Adhesion molecule expression on skin endothelia in atopic dermatitis:: Effects of TNF-α and IL-4

Background: Atopic dermatitis (AD) is characterized by skin infiltrates of leukocytes, such as lymphocytes and eosinophils. Objective: To describe the mechanisms determining this inflammatory process, we have analyzed expression of adhesion molecules and their regulation on skin endothelial cells (ECs). Methods: Expression of adhesion molecules on ECs was analyzed by immunohistochemistry by using Ulex europaeus agglutin 1 as a pan-endothelial marker. Results: Vascular cell adhesion molecule-1 (VCAM-1), E-selectin, and P-selectin were not found in skin of nonatopic individuals, whereas expression of these sur face molecules was observed in nonlesional skin of patients with AD and was even more pronounced in lesional skin or after epicutaneous application of aeroallergen, Induction of adhesion molecule expression was examined on both macrovascular ECs from human umbilical cord vein (HUVECs) and human microvascular ECs (HMEC-1) from skin, TNF-alpha very potently upregulated adhesion molecule expression in vitro on both EC cell types. To verify the in vivo relevance of TNF-alpha, we performed TNF-alpha staining in the skin. TNF-alpha was observed in the dermis of nonatopic skin, both in chymase-containing mast cells and CD68+ macrophages. The increase in the number of TNF alpha-containing cells was concomitant with the increase in adhesion molecule expression in the skin of patients with AD. IL-4 is supposed to be important in atopic diseases because of its IgE- and VCAM-1-inducing properties. However, IL-4 addition failed to induce VCAM-1 expression on HMEC-1, although in the same set of experiments, a clear induction of VCAM-1 expression by IL-4 on HUVECs was demonstrated, Flow cytometry revealed the absence of IL-4 receptor alpha-chains on HMEC-1 and their presence on HUVECs, Immunohistochemistry examination on skin sections showed no binding of the IL-4R alpha-chain antibodies to ECs.

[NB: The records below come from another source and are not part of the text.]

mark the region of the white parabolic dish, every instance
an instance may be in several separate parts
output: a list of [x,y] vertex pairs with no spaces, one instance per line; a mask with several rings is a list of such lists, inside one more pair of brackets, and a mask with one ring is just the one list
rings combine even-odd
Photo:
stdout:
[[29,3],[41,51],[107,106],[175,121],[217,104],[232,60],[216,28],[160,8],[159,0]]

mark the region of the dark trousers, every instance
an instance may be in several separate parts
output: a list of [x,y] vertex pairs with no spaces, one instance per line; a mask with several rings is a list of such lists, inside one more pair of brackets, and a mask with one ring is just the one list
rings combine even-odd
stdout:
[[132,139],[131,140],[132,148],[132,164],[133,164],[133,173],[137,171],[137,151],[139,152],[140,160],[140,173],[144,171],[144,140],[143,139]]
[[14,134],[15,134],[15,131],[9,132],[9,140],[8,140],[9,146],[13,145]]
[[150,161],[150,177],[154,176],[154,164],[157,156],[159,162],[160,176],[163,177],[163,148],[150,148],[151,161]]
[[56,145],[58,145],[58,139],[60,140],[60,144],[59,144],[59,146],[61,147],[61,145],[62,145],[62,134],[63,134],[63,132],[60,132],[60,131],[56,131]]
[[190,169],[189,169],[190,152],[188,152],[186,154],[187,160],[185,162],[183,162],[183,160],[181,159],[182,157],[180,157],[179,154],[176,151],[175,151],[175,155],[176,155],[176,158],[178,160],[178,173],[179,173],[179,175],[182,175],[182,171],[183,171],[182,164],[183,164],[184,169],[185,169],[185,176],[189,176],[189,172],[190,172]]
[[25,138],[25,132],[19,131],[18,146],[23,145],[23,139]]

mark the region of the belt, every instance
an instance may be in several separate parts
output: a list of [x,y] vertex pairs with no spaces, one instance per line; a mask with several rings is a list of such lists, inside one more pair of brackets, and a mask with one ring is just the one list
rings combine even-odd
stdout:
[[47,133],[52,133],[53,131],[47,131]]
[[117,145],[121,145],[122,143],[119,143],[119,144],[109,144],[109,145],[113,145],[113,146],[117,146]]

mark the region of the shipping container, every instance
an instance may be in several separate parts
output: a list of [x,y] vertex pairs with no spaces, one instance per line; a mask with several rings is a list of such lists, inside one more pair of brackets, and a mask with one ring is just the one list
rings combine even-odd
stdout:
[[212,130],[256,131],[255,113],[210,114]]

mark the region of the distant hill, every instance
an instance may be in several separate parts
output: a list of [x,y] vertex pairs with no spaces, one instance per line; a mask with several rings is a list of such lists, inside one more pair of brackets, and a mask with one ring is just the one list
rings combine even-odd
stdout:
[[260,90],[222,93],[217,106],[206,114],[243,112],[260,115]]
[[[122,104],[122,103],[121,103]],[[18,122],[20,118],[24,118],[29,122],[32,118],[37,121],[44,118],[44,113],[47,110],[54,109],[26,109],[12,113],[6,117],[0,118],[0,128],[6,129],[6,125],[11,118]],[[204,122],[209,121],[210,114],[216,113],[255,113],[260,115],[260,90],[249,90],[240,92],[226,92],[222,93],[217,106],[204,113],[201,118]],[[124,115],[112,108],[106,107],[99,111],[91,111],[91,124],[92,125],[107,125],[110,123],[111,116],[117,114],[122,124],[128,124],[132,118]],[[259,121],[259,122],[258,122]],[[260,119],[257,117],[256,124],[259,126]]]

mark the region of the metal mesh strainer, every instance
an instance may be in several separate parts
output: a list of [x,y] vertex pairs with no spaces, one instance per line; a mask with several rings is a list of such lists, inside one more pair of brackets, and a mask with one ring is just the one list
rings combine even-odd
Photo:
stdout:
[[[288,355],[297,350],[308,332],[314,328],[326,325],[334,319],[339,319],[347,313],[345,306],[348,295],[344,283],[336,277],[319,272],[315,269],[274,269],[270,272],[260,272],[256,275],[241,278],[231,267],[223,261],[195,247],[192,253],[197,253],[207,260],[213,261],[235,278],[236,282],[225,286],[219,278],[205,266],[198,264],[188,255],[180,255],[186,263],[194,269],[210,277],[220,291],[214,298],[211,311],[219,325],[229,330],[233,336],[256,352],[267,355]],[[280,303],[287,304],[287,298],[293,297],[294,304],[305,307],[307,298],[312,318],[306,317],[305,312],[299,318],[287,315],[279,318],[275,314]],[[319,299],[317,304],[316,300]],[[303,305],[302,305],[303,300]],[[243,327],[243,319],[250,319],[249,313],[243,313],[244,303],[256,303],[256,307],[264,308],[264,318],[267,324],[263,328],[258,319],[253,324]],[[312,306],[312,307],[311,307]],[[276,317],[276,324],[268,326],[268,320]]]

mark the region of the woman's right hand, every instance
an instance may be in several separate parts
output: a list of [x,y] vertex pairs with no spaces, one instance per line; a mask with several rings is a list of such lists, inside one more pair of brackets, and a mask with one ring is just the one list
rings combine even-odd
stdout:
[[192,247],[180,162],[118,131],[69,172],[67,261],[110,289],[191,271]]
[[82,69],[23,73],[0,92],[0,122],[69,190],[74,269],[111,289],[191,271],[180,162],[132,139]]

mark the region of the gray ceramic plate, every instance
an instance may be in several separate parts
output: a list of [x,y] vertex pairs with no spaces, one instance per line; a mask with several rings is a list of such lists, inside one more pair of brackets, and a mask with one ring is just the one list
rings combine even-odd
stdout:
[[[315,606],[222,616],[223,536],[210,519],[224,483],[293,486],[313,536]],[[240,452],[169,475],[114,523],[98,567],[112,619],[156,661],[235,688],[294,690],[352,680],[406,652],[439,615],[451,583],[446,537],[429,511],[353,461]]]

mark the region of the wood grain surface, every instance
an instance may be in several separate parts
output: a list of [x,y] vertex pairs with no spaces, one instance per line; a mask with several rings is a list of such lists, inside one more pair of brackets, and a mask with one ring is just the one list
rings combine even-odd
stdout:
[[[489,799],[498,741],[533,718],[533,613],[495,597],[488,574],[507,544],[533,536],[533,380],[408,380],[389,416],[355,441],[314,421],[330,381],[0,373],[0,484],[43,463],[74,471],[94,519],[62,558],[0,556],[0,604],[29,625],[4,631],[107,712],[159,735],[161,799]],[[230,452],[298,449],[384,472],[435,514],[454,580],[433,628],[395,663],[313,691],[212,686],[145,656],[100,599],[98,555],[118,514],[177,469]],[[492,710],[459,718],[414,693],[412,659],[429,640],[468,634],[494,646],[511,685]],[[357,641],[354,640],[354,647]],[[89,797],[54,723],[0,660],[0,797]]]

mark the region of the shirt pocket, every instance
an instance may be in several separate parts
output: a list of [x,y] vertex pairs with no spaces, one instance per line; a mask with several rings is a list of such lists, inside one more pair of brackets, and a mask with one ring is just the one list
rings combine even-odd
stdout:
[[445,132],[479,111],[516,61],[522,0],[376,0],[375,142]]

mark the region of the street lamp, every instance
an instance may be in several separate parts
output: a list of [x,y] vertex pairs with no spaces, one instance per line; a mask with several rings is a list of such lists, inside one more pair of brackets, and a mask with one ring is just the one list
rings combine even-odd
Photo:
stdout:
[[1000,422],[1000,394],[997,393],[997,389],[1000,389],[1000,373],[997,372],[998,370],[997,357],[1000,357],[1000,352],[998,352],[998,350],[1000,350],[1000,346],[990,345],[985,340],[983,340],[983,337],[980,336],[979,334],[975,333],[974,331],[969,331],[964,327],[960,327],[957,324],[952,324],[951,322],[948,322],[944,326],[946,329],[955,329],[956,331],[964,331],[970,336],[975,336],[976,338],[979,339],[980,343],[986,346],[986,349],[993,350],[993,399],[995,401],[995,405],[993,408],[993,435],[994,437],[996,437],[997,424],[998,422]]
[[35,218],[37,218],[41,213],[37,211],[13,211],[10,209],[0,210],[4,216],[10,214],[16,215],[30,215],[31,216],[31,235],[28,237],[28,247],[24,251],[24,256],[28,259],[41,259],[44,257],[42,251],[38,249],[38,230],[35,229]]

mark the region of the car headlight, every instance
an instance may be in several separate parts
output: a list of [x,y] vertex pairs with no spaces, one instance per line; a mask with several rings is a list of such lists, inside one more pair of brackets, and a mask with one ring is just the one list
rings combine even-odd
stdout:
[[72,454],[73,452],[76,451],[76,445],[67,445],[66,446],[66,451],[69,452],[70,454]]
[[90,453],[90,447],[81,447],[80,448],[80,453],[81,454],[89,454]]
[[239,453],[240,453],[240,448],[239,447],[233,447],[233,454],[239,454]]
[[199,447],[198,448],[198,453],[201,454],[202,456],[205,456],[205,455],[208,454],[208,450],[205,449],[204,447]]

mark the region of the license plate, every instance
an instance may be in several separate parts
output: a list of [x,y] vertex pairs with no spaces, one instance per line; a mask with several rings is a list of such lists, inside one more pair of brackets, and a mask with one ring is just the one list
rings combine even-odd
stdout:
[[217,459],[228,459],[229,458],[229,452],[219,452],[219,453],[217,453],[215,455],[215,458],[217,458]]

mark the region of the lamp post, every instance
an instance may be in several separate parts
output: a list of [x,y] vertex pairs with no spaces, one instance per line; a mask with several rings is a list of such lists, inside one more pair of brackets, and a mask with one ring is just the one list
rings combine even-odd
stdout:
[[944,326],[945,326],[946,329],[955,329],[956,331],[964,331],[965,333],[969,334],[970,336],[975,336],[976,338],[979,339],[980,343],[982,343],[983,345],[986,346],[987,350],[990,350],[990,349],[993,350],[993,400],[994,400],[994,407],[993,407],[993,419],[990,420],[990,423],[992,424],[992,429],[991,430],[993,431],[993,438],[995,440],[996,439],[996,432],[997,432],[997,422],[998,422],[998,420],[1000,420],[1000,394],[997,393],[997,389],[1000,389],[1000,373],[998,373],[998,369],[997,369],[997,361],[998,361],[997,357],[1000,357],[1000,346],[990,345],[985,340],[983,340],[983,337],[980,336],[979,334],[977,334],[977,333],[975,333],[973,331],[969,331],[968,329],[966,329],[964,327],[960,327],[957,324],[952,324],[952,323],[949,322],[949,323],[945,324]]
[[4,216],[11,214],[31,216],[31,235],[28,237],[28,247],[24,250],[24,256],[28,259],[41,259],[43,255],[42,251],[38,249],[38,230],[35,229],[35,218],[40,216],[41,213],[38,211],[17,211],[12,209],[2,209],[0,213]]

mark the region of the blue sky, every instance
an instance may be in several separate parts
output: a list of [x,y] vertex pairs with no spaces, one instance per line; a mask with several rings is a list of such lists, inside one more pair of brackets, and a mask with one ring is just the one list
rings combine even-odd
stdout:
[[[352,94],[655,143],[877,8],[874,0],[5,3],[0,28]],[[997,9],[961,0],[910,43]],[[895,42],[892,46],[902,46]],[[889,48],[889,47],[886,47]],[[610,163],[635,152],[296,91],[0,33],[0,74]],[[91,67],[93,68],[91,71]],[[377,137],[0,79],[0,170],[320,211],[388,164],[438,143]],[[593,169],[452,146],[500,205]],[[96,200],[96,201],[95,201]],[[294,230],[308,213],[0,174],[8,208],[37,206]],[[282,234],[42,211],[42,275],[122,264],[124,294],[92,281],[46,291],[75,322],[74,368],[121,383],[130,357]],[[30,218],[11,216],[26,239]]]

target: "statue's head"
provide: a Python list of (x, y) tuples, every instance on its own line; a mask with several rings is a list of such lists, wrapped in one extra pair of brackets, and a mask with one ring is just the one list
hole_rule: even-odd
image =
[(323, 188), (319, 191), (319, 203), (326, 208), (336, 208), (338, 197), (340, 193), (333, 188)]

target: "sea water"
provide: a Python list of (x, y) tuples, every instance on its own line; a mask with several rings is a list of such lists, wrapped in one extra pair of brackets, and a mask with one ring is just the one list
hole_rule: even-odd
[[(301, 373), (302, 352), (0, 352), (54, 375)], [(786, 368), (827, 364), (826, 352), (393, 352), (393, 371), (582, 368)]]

Conclusion: We conclude that adhesion molecule expression is increased in the skin of patients with AD. Most probably, this increased expression is not a (direct) effect of IL-4 on skin endothelium, but other cytokines, such as TNF-alpha, might be responsible for this increased adhesion molecule expression. Continuous adhesion molecule expression may facilitate T-cell extravasation in a nonantigen-specific manner, thus explaining the presence of increased T-cell numbers in nonlesional skin of patients with AD.